Un carême bourgeois

Une adolescente dialogue avec sa mère. Elle va faire carême et veut à travers la privation retrouver la profondeur de la quête spirituelle. Sa mère lui rappelle que le dimanche ce n’est pas carême. Et la fille de rétorquer, « oh ça va avec ton carême bourgeois, tu crois que Jésus ne faisait pas carême le dimanche… » La jeunesse nous invite souvent, (nonobstant les nuances dans ce que nous avons à vivre), à une radicalité qui ne s’accommode pas des petits arrangements (et qui rendent les entorses si délicieuses). Les comparaisons clash rappellent la recherche du sens, et la soif de vérité dans nos engagements. Pas un iota ne sera retiré de la Loi nous partage Jésus. Vivre notre foi, c’est habiter la confiance, et rester fidèle quoiqu’il arrive. Persévérer dans cette fidélité, et respecter l’alliance où Dieu est toujours présent.
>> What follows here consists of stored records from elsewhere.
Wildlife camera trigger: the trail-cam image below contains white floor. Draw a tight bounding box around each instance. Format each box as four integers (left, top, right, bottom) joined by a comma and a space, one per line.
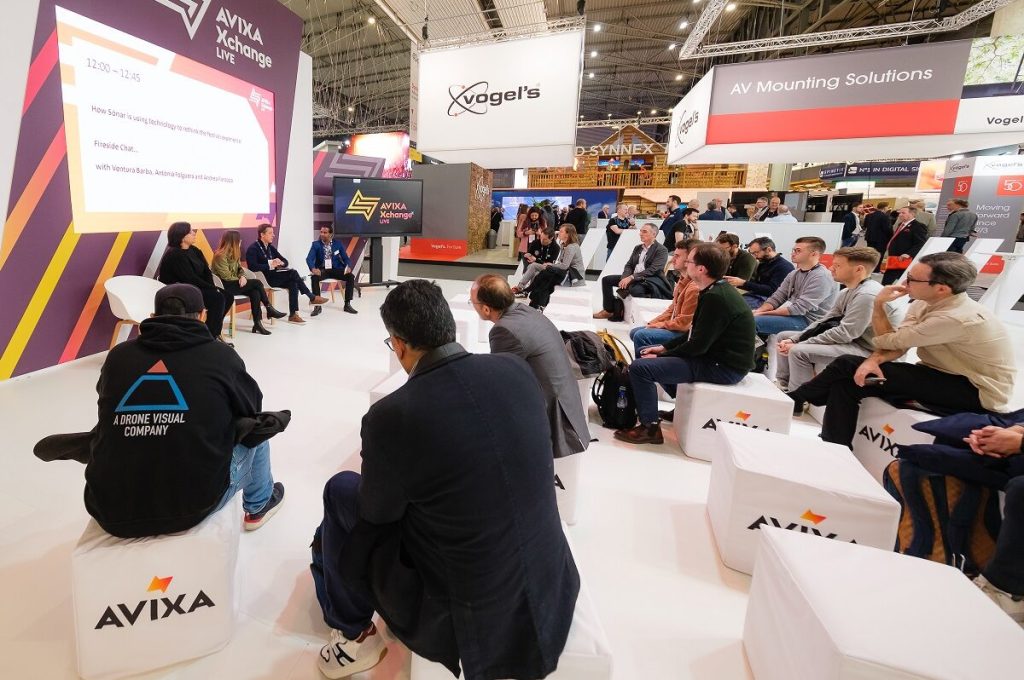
0, 282, 1015, 680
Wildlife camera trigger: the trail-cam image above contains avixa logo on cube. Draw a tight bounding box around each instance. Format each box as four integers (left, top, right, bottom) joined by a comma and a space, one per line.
449, 80, 541, 118
94, 577, 217, 631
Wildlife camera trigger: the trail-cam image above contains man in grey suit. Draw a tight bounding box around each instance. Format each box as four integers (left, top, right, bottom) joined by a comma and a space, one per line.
469, 273, 590, 458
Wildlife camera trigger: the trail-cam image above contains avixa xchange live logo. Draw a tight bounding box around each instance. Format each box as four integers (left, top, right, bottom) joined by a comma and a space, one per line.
156, 0, 210, 39
449, 80, 541, 118
94, 577, 217, 631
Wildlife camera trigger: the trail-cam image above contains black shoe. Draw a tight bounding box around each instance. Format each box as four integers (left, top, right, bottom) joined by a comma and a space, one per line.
245, 481, 285, 532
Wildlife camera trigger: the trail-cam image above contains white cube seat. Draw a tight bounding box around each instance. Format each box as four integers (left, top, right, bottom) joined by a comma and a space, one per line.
370, 369, 409, 406
743, 528, 1024, 680
71, 493, 243, 679
708, 424, 900, 573
853, 396, 936, 481
409, 522, 612, 680
673, 373, 793, 461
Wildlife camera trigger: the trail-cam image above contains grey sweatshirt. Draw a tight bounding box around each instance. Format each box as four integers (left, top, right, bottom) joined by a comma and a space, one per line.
765, 264, 839, 324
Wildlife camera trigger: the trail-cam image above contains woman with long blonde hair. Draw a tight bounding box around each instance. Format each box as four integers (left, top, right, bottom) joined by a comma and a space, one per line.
211, 229, 287, 335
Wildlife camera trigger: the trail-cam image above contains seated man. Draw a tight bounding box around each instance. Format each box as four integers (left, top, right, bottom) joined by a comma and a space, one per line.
725, 237, 794, 309
790, 253, 1016, 448
246, 224, 327, 324
775, 247, 882, 416
615, 244, 754, 443
310, 278, 580, 679
754, 237, 837, 335
630, 239, 700, 356
469, 273, 590, 458
594, 222, 672, 322
715, 233, 758, 281
306, 224, 359, 316
77, 284, 285, 539
964, 423, 1024, 626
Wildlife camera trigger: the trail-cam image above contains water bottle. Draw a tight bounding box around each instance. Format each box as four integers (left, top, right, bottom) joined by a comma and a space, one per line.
615, 385, 626, 411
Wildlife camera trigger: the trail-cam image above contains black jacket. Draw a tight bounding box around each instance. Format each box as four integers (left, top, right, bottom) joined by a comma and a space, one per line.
741, 255, 793, 298
158, 246, 217, 290
342, 346, 581, 680
85, 316, 263, 538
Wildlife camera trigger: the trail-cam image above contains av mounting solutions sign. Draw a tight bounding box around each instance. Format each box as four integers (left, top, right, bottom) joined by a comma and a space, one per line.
417, 29, 583, 168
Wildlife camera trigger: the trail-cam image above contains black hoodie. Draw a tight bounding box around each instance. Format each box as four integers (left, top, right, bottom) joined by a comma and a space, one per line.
85, 316, 263, 538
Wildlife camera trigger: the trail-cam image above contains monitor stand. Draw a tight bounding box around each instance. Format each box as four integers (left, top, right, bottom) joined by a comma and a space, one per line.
356, 237, 398, 288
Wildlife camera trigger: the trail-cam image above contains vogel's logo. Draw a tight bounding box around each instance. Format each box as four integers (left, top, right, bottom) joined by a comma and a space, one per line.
345, 189, 381, 222
156, 0, 210, 40
676, 111, 700, 143
449, 80, 541, 118
746, 508, 856, 543
94, 577, 217, 631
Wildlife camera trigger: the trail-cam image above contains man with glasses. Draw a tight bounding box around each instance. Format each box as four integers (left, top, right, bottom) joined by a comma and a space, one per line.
790, 252, 1016, 448
310, 279, 580, 678
615, 243, 754, 443
725, 237, 793, 309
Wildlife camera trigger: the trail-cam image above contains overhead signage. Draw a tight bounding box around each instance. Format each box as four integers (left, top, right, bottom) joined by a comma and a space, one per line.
417, 29, 583, 168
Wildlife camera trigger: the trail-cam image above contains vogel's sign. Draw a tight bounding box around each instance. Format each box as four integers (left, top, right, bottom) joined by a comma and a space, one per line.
577, 144, 665, 156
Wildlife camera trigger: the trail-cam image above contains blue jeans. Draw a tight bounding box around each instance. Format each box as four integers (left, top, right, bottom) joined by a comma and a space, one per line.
630, 356, 746, 425
210, 441, 273, 515
754, 316, 810, 335
309, 471, 374, 640
630, 326, 682, 357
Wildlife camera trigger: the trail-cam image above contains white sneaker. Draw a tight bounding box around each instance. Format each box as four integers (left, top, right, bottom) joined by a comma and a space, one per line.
972, 576, 1024, 626
316, 624, 387, 680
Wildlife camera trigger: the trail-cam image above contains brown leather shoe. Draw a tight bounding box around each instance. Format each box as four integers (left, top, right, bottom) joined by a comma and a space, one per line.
615, 423, 665, 443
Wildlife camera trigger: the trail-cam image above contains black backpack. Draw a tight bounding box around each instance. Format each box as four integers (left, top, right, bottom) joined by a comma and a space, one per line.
590, 334, 637, 430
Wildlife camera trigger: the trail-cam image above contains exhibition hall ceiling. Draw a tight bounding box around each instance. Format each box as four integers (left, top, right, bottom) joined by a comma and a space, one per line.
281, 0, 991, 141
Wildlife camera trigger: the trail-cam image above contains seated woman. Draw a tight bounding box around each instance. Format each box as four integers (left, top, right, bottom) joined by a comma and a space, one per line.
211, 229, 287, 335
528, 224, 585, 309
157, 222, 224, 342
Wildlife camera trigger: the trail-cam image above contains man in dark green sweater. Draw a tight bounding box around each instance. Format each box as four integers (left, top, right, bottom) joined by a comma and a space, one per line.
615, 244, 755, 443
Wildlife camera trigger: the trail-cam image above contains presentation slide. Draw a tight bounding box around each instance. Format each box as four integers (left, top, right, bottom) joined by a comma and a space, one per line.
56, 7, 275, 233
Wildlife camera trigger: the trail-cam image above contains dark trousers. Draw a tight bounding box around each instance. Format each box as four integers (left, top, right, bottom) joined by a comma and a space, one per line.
223, 279, 270, 321
199, 288, 224, 338
983, 477, 1024, 595
529, 266, 565, 307
310, 269, 355, 304
266, 269, 313, 314
309, 471, 374, 640
790, 354, 985, 449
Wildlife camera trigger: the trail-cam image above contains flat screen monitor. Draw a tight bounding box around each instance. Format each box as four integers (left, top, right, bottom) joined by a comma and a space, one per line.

Il en va de notre foi comme de notre engagement au cœur de la cité. Les élections européennes approchent, et pourtant nous n’avons pas à avoir une mentalité de parti mais à bien poser les problématiques qui concernent l’Europe. La Cours Européenne des Droits de l’Homme (la CEDH) est une chambre d’enregistrement des avancées en bioéthique, notamment pour la GPA et la PMA obligeant presque les états à valider des positions refusées par les parlementaires et la population. Que dire du débat sur la théorie du genre qui mine toute l’anthropologie chrétienne, dans une volonté de rendre équivalentes l’homosexualité, la transsexualité et la sexualité qui accueille de manière responsable l’altérité d’un homme et d’une femme. Il nous faut donc voter, et éviter de nous abstenir ou de voter blanc, mais bien de nous engager, pour un moindre mal. « Comme l’agir moral de l’individu se réalise en faisant le bien, de même l’agir social parvient à sa plénitude en accomplissant le bien commun »&164 CDSE. Dans le vote nous devons aussi témoigner de notre confiance devant Dieu et dans le secret d’une recherche de communion entre les hommes.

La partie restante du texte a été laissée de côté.